Why is it called angel food cake? I suppose it’s difficult to imagine old Gabriel tucking into a juicy, rare T-bone steak, or shovelling in platefuls of bangers and mash. But take Michael on the other hand - he’s a big, strapping, sword-wielding lad (erm - archangel) with an enormous shield, and just look at the wings on him! Sure takes a couple of muscles to carry that pair around! Without proper food down him, I seriously doubt he could find the strength to leads God's armies against Satan's forces elsewhere than up the garden path.
Michael aside though, angel food is, both in actual cake and in perception, airy-fairy, floaty, fluffy and insubstantial. It’s like eating cloud. Really sweet cloud. But surprisingly, it can be sliced and layered, filled with cream and fruit and curd without fear of collapsing. What it is basically is a butterless, fatless, egg yolk-less sponge. Airy-fairy.

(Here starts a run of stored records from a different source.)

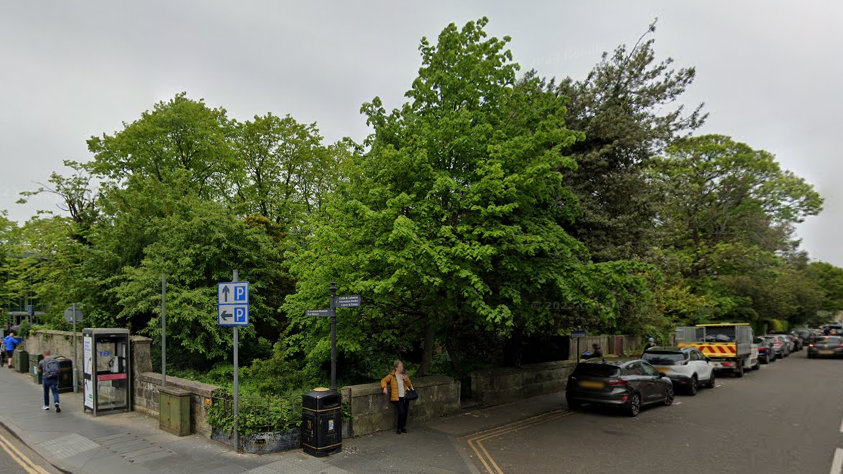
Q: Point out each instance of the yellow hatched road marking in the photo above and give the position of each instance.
(20, 458)
(476, 442)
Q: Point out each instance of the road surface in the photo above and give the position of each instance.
(17, 458)
(784, 419)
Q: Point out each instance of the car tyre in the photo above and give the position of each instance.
(693, 387)
(633, 406)
(669, 395)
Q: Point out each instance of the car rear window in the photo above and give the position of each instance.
(597, 370)
(666, 358)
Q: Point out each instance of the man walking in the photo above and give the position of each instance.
(49, 370)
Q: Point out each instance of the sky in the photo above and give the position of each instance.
(767, 71)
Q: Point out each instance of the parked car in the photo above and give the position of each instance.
(826, 346)
(626, 385)
(766, 353)
(805, 334)
(686, 367)
(779, 346)
(796, 340)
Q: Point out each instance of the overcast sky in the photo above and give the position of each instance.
(768, 70)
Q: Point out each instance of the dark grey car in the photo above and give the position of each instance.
(826, 346)
(626, 385)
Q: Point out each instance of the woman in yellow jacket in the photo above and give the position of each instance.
(399, 383)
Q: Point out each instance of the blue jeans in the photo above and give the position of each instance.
(51, 384)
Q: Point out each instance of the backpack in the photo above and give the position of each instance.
(51, 368)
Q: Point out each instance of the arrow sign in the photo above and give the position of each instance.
(352, 301)
(233, 315)
(70, 315)
(233, 293)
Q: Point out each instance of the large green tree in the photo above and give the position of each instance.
(628, 108)
(450, 224)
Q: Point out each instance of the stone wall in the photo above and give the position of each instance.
(146, 398)
(371, 410)
(611, 345)
(60, 343)
(507, 384)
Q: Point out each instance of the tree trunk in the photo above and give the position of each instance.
(455, 359)
(427, 355)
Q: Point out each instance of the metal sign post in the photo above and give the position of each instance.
(233, 310)
(578, 335)
(73, 315)
(163, 330)
(352, 301)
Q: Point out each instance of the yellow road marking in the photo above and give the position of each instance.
(476, 442)
(20, 458)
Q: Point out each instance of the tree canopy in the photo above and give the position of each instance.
(489, 214)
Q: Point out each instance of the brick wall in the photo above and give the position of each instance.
(371, 410)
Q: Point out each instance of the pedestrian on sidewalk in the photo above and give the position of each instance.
(10, 342)
(49, 369)
(399, 383)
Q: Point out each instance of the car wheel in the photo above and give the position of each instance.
(668, 395)
(693, 386)
(711, 382)
(633, 406)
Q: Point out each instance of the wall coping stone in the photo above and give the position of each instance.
(526, 368)
(198, 388)
(374, 388)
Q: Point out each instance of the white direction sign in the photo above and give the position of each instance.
(233, 303)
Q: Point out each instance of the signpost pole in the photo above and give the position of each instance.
(75, 358)
(333, 335)
(236, 378)
(163, 330)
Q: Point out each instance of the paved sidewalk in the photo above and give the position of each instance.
(131, 443)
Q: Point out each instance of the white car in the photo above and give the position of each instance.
(687, 367)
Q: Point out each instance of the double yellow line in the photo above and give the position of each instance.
(20, 458)
(476, 442)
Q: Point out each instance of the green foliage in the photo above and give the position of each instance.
(450, 223)
(491, 210)
(256, 415)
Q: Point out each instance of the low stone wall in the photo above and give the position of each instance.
(507, 384)
(60, 343)
(371, 410)
(146, 398)
(611, 345)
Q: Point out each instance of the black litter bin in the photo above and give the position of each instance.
(321, 431)
(65, 374)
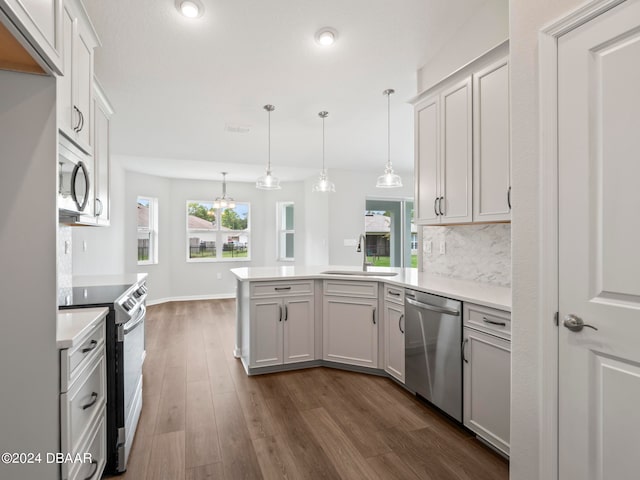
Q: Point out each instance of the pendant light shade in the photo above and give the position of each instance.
(224, 201)
(268, 181)
(323, 184)
(389, 179)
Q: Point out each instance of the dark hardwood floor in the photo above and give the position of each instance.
(203, 418)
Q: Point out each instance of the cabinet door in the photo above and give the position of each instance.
(487, 386)
(299, 330)
(84, 83)
(427, 161)
(394, 340)
(491, 162)
(67, 116)
(457, 152)
(266, 332)
(102, 164)
(350, 330)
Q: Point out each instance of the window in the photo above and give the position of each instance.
(217, 234)
(286, 231)
(147, 230)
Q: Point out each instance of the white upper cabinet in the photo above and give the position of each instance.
(491, 163)
(462, 145)
(427, 157)
(76, 86)
(454, 204)
(444, 156)
(39, 23)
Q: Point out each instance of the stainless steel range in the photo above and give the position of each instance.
(125, 347)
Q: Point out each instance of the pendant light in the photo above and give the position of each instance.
(224, 201)
(389, 179)
(323, 184)
(268, 181)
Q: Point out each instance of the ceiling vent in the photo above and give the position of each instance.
(236, 128)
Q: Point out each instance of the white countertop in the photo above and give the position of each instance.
(466, 291)
(99, 280)
(73, 325)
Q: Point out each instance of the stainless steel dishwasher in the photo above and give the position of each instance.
(433, 360)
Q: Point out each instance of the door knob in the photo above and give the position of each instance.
(575, 323)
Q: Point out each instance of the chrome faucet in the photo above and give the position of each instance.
(363, 241)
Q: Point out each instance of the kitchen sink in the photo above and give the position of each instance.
(359, 273)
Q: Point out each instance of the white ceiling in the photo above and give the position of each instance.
(175, 83)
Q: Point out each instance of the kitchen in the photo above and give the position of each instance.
(540, 351)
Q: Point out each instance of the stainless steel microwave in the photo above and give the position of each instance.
(74, 186)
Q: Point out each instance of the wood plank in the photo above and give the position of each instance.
(310, 458)
(238, 456)
(390, 466)
(171, 413)
(213, 471)
(167, 457)
(275, 458)
(342, 453)
(202, 444)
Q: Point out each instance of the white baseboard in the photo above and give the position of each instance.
(187, 298)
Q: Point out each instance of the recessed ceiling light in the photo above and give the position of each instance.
(190, 8)
(326, 36)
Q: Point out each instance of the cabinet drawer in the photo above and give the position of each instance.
(351, 288)
(74, 360)
(280, 289)
(394, 294)
(91, 467)
(81, 404)
(490, 320)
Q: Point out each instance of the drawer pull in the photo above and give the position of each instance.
(94, 399)
(93, 345)
(95, 469)
(493, 322)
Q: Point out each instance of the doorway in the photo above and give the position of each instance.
(391, 235)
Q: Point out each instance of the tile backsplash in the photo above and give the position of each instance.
(480, 253)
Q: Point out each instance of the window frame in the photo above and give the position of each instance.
(152, 230)
(282, 231)
(219, 234)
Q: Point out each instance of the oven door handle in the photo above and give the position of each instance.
(137, 323)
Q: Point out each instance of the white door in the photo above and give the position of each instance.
(299, 330)
(350, 330)
(454, 203)
(427, 161)
(599, 247)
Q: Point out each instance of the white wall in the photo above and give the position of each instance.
(526, 19)
(347, 206)
(486, 28)
(29, 358)
(105, 253)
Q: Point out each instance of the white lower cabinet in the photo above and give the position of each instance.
(83, 406)
(487, 385)
(350, 330)
(282, 330)
(394, 333)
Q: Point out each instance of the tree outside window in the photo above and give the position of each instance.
(211, 240)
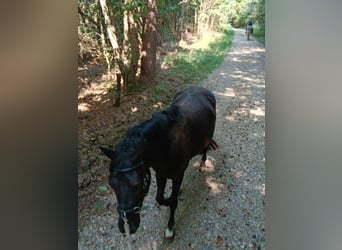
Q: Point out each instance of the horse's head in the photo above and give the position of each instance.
(130, 180)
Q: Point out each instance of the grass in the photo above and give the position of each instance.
(259, 34)
(191, 65)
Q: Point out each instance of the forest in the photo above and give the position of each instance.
(128, 36)
(133, 55)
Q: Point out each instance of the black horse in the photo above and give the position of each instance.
(166, 142)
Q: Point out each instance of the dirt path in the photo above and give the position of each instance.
(223, 206)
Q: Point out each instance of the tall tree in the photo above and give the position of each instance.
(149, 43)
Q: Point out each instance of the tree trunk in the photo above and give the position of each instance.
(149, 43)
(180, 22)
(109, 26)
(131, 50)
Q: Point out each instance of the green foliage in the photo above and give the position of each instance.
(193, 66)
(259, 33)
(161, 92)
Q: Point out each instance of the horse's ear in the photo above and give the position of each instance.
(108, 152)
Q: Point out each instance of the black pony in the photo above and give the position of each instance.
(166, 142)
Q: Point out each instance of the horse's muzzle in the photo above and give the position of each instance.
(133, 222)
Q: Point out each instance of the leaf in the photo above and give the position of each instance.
(99, 204)
(230, 182)
(103, 188)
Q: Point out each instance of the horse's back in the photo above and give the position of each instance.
(195, 98)
(197, 106)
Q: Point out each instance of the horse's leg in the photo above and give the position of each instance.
(204, 158)
(161, 183)
(173, 202)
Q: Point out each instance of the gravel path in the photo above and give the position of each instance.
(223, 206)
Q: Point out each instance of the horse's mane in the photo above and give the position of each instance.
(149, 130)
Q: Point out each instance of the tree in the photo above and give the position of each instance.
(149, 43)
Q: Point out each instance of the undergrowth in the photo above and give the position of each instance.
(190, 66)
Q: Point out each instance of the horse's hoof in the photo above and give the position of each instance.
(169, 234)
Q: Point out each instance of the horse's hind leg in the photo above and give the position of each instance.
(204, 158)
(161, 183)
(173, 201)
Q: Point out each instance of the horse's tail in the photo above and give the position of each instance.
(213, 145)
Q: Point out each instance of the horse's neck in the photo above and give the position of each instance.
(156, 137)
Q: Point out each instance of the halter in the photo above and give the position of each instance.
(146, 185)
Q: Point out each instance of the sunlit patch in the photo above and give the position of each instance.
(230, 118)
(209, 165)
(258, 112)
(229, 92)
(261, 189)
(83, 107)
(158, 105)
(215, 187)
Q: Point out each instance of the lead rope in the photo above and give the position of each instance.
(126, 227)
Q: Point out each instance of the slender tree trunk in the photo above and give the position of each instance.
(180, 22)
(149, 44)
(110, 28)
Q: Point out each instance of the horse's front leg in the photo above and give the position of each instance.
(173, 202)
(161, 183)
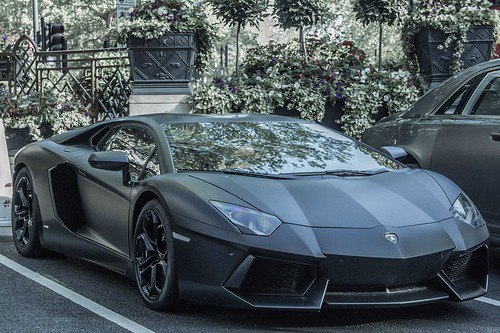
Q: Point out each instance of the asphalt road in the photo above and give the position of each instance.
(27, 306)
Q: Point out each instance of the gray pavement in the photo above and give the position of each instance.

I was really worried that it wouldn’t hold, whites beaten to a lovely stiff meringue, but seeing as there’s nothing else to hold it apart from a bit of cream of tartar, I thought it might rise sky-high in the oven and collapse in a heap when removed. No fear - it holds great, better than a couple of genoises I’ve encountered.
The only downside - if it IS a downside - is that you’re left with about a million egg yolks afterwards so you have to very quickly bake a gateau Breton or make industrial quantities of mayo.